Objective: To explore a possible association between serum concentration of leptin, insulin sensitivity and non-insulin-dependent diabetes mellitus (NIDDM).
Design: Forty first-degree relatives of NIDDM patients and 35 control subjects matched for age, gender and body mass index underwent a hyperinsulinaemic (insulin infusion rate 0·6 mU/kg per min) euglycaemic clamp combined with indirect calorimetry. Serum leptin was measured in fasting blood samples obtained before the clamp.

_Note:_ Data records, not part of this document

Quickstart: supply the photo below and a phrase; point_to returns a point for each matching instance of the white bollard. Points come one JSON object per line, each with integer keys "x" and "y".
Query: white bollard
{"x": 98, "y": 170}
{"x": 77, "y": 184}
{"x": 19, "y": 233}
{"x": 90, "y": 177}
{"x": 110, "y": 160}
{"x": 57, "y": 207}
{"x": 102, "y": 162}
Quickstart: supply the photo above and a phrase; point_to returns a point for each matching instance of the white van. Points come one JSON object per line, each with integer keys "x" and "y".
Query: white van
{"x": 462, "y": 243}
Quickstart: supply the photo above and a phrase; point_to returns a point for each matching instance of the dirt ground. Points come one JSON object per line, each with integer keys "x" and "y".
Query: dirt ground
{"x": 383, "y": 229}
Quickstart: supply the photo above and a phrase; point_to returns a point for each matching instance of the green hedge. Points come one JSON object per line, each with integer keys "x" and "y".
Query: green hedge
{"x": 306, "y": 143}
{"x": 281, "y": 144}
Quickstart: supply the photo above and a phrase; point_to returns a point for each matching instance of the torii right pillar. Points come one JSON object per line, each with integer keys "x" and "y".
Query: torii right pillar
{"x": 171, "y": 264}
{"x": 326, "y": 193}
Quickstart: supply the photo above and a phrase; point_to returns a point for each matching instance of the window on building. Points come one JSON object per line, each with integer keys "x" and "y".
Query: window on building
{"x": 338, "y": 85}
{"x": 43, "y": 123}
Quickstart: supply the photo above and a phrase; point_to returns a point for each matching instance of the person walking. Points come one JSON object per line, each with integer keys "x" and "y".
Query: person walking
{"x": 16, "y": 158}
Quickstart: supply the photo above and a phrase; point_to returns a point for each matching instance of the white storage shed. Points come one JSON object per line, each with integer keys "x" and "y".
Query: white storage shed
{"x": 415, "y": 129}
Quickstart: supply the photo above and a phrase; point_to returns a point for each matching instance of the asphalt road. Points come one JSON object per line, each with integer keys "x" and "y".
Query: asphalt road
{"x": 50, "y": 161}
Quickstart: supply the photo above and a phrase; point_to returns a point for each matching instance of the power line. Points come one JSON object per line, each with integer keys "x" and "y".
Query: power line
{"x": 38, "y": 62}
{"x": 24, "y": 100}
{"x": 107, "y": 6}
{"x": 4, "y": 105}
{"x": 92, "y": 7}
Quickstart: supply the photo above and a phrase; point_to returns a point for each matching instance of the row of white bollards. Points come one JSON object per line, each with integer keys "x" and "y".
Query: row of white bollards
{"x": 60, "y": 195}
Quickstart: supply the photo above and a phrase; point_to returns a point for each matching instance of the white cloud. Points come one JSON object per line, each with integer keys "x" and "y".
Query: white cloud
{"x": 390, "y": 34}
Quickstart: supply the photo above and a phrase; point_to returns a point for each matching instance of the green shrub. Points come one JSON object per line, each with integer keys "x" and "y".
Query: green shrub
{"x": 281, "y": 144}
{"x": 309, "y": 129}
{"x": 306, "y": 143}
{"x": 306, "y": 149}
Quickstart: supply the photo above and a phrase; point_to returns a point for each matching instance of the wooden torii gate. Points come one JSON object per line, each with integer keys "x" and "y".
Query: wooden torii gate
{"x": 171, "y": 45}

Results: All subjects had a normal oral glucose tolerance test. Insulin-stimulated glucose uptake (M) was decreased in the relatives compared with the control subjects (4·58 ± 0·27 versus 606 ± 0·25 mg/kg per min, P < 0·001). Conversely, serum leptin was increased in the relatives (9·6·/÷ 1·1 versus 6·1·/÷ 1·2 ng/ml (geometric mean·/÷ antilog s.e.m.). P < 0·05). A positive correlation was observed between circulating levels of leptin and percentage body fat (P < 0·001) and inverse correlations were found between leptin, M (P < 0·01), maximal aerobic capacity (VO2 max) (P < 0·01), and energy expenditure (P ≤ 0·01) in both groups. In multiple linear regression analysis, percentage body fat, gender and M significantly determined the level of leptin (r 2 = 0·71, P < 0·001) whereas family history of NIDDM and VO2 max did not.

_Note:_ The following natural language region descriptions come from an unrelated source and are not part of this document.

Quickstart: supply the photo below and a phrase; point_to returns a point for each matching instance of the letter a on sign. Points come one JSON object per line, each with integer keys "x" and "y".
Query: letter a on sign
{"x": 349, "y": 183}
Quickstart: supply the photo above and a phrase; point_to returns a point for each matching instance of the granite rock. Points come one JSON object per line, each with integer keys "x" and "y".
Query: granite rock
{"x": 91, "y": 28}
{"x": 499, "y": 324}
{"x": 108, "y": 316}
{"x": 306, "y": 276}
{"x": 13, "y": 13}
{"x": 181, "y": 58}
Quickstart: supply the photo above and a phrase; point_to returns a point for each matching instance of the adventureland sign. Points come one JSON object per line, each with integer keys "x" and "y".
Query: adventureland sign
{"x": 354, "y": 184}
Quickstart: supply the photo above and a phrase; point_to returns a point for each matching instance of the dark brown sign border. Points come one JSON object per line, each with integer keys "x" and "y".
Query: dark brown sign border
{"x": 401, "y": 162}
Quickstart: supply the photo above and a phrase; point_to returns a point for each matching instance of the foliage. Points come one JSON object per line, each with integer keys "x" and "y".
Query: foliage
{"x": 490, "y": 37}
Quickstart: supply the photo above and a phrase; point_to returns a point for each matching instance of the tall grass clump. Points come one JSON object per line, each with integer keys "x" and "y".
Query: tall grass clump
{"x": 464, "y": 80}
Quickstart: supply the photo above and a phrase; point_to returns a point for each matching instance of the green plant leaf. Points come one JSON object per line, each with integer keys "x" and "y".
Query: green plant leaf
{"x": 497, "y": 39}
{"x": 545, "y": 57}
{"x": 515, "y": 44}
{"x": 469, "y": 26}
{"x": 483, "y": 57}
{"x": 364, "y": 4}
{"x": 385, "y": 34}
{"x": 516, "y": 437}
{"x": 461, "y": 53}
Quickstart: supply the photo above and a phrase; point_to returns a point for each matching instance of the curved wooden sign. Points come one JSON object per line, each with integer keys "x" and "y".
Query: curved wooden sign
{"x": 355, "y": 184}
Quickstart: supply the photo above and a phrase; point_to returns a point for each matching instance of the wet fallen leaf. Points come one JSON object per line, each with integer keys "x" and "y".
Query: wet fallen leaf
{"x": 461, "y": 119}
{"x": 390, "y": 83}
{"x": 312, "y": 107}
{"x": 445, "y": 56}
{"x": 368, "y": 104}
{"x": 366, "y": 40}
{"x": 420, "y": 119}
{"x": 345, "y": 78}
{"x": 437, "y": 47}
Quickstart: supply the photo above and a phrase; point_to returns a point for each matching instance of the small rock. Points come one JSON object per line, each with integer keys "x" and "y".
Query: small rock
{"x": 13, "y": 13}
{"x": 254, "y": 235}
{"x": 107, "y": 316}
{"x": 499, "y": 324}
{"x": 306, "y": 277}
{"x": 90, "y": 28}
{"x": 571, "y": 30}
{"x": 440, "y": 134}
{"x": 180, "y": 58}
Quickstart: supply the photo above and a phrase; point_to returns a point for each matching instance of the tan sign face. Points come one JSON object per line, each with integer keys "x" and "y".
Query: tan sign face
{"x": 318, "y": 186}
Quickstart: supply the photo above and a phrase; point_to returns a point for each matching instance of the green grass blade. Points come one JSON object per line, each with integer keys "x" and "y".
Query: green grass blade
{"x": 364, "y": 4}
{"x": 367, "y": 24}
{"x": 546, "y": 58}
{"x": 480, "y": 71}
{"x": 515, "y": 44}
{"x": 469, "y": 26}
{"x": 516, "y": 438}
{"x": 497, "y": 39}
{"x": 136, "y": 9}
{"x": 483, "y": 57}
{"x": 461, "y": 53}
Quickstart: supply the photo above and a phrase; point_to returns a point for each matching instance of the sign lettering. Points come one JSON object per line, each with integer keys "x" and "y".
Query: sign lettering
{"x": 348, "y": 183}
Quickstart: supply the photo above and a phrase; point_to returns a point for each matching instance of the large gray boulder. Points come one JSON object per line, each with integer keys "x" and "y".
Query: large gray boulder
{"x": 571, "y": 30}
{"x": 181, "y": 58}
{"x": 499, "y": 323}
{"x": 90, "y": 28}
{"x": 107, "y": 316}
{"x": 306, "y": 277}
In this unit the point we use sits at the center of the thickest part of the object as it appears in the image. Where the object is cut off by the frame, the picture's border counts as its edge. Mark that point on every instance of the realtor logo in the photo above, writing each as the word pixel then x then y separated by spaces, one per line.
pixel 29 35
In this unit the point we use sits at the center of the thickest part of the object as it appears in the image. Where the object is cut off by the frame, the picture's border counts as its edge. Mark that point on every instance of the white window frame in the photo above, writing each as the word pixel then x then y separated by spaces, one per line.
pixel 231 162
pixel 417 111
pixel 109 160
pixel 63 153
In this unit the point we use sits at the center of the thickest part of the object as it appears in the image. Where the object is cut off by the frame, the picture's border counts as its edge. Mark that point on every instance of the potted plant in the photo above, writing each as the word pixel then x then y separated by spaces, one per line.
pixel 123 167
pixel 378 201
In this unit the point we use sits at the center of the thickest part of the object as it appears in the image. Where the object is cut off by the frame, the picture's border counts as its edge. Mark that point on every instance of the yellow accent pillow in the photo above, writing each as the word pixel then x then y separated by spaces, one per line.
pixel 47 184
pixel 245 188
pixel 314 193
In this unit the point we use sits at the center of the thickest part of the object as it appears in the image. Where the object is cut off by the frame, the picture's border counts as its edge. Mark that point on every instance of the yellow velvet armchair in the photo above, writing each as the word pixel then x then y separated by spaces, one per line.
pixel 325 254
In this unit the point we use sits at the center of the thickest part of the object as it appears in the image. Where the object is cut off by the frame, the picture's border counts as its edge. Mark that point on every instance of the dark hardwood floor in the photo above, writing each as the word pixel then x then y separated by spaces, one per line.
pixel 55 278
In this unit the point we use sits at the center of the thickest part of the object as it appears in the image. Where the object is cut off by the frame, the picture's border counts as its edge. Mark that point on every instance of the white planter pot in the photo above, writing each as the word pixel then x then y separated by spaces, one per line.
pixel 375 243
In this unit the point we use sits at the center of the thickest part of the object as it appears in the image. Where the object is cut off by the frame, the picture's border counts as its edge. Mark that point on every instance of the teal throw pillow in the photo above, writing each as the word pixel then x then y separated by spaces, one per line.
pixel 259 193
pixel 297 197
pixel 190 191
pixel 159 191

Conclusion: Serum leptin is increased in insulin-resistant offspring of NIDDM patients. The association between leptin, anthropometric measures and insulin sensitivity is, however, comparable with that of a control group. The increased concentrations of serum leptin in the relatives appear to be associated with the insulin resistance, but not with a family history of NIDDM.